Elle contourna le siège de Nyma, puis hésita devant le sien, qui était un peu trop loin d'elle. Avec un soupir, Val se percha sur l'accoudoir de Nyma et se pencha, ses cheveux venant chatouiller les appendices de Nyma, la faisant frissonner.
— Alors, t'as trouvé quoi ?
— Absolument rien.
Nyma se racla la gorge et fit de son mieux pour ignorer la chaleur qui lui montait aux joues.
— Cette liste devrait nous aider à entrer en contact avec les gens de ce secteur. Avec un peu de chance, on se trouvera quelques alliés.
— Génial ! Comment se porte la Coalition, d'ailleurs ?
Nyma plissa le nez.
— Personne ne veut s'engager, vraiment. Une demi-douzaine de planètes, peut-être. Shiro est débordé par les préparatifs d'un congrès visant à rassembler toutes les parties « neutres ».
— Oh ? C'est pour quand ?
Les lèvres pincées, Nyma repensa au discours qu'Akira lui avait tenu. Elle l'avait à peine écouté, puisqu'elle ne pensait pas y assister. La guerre n'allait pas s'arrêter pendant le sommet.
— La semaine prochaine ? Ou peut-être celle d'après, je ne sais plus. Pourquoi ?
Val secoua la tête.
— On en a discuté aujourd'hui. Il existe un vieil endroit altéen que Fligg veut qu'on trouve, mais on ne sait pas combien de temps ça nous prendra. Ça me surprend qu'Allura n'ait pas insisté pour qu'on rentre avant ce congrès.
— Elle n'est peut-être pas au courant, dit Nyma. De ce que j'ai compris, Shiro ne veut pas qu'elle écourte son entraînement à cause de lui.
— Je vois… (Val se releva et s'étira.) Bah, on laissera Allura en décider, hein ? Bref, il faut que j'y aille. On se lève tôt, demain. Je passais juste avant que tu n'envisages le pire.
— D'accord, dit Nyma, faisant de son mieux pour dissimuler son envie de lui demander de rester. Ça va devenir une habitude, ces visites ?
— Bien sûr, dit Val, une main sur la hanche. Faut bien que je m'entraîne, non ? Et puis, on va sûrement trouver le temps long à chercher Altéatlantis. Altéa Dorado ? Mouais. (Elle agita la main.) Bref. Je reviendrai aussi souvent que possible.
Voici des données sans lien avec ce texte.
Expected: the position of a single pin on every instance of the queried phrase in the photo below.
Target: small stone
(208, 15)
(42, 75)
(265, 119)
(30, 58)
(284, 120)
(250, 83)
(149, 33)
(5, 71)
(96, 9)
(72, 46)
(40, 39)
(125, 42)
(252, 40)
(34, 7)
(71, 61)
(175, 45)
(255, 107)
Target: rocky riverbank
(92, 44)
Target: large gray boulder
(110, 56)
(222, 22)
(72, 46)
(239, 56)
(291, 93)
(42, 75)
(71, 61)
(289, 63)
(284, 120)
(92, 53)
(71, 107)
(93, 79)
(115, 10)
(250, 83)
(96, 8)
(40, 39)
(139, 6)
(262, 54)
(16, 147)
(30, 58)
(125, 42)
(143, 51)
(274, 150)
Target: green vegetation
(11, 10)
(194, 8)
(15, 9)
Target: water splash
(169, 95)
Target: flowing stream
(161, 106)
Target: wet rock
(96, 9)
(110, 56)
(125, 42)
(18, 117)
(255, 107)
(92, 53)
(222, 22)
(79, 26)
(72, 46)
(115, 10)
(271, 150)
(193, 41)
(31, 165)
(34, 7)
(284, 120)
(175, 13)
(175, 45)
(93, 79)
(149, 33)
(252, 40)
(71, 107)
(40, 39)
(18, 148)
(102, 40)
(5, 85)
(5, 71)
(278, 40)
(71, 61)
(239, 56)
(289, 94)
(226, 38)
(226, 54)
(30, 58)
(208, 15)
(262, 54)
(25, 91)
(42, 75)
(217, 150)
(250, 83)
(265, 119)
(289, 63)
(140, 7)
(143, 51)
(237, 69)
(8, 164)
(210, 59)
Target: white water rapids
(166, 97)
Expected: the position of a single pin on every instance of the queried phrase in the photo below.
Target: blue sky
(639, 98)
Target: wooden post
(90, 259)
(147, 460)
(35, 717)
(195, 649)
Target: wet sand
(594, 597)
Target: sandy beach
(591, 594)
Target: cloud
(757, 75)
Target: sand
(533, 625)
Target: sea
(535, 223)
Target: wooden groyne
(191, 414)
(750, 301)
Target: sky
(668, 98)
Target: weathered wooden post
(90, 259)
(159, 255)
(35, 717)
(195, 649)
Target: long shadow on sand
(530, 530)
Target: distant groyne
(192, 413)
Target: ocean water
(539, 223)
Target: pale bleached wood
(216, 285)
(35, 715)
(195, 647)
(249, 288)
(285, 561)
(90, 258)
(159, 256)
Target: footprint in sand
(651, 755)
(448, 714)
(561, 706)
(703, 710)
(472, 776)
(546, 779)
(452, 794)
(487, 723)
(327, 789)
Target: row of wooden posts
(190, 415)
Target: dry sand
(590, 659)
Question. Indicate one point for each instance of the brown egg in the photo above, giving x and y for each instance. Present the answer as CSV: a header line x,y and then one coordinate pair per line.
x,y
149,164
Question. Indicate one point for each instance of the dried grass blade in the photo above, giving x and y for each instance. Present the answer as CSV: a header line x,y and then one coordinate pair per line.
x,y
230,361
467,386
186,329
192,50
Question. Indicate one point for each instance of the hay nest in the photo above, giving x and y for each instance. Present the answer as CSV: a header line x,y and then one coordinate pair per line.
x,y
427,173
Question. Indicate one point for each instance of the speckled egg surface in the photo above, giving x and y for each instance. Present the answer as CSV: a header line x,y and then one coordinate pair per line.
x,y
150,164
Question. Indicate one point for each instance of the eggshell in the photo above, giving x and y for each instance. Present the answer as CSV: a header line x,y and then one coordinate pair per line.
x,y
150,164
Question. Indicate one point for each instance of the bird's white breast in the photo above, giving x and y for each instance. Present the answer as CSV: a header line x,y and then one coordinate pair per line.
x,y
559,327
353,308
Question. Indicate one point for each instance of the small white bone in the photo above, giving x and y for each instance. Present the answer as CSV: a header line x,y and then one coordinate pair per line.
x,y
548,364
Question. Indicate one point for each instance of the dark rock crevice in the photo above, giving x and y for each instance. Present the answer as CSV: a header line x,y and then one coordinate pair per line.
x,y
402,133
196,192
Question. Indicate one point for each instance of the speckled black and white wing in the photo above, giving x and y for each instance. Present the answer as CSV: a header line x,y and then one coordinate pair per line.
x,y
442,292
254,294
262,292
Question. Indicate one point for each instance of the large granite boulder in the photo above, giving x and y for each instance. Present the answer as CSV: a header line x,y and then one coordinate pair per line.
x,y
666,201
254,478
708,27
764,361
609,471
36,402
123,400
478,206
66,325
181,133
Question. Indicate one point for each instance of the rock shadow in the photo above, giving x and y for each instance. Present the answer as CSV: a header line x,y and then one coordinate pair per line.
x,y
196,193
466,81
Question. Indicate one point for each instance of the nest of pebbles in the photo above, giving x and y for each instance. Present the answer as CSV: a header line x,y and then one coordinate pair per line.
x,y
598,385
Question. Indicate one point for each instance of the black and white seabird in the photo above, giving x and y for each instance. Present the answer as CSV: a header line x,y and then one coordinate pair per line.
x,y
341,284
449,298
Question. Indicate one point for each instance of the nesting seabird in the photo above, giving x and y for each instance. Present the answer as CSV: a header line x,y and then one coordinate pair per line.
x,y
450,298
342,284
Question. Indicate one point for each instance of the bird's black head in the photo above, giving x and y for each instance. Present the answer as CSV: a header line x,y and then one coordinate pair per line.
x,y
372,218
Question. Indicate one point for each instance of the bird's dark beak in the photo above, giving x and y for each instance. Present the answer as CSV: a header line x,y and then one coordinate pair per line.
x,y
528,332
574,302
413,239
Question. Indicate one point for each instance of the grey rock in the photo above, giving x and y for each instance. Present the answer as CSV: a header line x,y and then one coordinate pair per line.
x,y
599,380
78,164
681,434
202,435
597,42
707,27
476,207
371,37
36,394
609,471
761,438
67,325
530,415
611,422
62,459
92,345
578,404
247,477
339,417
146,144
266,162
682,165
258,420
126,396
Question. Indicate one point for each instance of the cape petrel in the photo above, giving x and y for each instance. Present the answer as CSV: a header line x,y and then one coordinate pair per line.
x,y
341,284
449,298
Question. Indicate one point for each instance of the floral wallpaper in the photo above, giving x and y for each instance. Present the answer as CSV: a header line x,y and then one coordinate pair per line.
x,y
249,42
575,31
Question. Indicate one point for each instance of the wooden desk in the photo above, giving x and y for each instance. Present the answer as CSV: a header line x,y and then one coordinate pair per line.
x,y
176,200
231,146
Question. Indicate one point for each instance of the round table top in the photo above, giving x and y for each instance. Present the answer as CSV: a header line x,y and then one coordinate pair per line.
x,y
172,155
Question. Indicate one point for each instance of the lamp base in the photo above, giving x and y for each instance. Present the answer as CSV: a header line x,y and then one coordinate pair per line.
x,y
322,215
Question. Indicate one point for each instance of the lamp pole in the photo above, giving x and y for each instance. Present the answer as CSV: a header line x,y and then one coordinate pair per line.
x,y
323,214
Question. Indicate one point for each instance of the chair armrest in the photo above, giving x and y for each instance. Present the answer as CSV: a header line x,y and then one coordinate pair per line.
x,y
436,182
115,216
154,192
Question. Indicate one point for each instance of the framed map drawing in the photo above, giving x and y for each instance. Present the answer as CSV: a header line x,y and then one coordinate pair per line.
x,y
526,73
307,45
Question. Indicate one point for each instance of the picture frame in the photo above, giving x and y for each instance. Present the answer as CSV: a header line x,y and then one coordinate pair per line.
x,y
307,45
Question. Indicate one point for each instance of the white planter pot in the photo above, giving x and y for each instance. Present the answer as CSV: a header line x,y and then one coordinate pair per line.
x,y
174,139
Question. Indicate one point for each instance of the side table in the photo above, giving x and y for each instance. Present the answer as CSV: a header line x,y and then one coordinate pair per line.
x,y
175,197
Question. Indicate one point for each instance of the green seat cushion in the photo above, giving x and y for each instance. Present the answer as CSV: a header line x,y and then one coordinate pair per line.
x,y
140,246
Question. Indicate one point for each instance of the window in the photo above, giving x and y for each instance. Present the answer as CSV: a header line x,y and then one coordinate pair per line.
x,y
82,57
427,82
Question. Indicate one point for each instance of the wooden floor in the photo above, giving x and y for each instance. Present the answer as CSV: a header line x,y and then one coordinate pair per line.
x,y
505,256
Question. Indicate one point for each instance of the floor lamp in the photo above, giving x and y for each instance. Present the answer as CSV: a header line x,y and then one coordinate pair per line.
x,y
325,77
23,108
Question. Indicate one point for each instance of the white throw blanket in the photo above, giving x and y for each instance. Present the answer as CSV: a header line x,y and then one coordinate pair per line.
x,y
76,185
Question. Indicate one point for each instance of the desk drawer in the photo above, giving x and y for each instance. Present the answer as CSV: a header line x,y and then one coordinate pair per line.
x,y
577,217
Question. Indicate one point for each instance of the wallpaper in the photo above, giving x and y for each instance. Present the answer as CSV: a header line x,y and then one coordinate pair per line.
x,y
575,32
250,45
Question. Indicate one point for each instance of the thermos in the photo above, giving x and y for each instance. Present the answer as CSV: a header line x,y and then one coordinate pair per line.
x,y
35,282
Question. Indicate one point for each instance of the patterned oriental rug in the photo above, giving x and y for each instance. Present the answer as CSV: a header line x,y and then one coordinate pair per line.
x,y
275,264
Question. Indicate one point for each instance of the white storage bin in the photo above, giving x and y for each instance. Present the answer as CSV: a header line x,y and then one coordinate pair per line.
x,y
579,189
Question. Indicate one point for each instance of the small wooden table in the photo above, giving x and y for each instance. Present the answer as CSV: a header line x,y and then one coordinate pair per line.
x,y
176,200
Nyma sourit, prenant la main de Val alors qu'elle reculait.
— Ça fait plaisir de te revoir, même s'il faut que tu t'éjectes à l'autre bout de l'univers pour y arriver.
Val rougit, son sourire s'accentuant un peu en lui serrant la main, puis elle la lâcha et retourna au centre du cockpit.
— À plus, dit-elle, disparaissant l'instant d'après.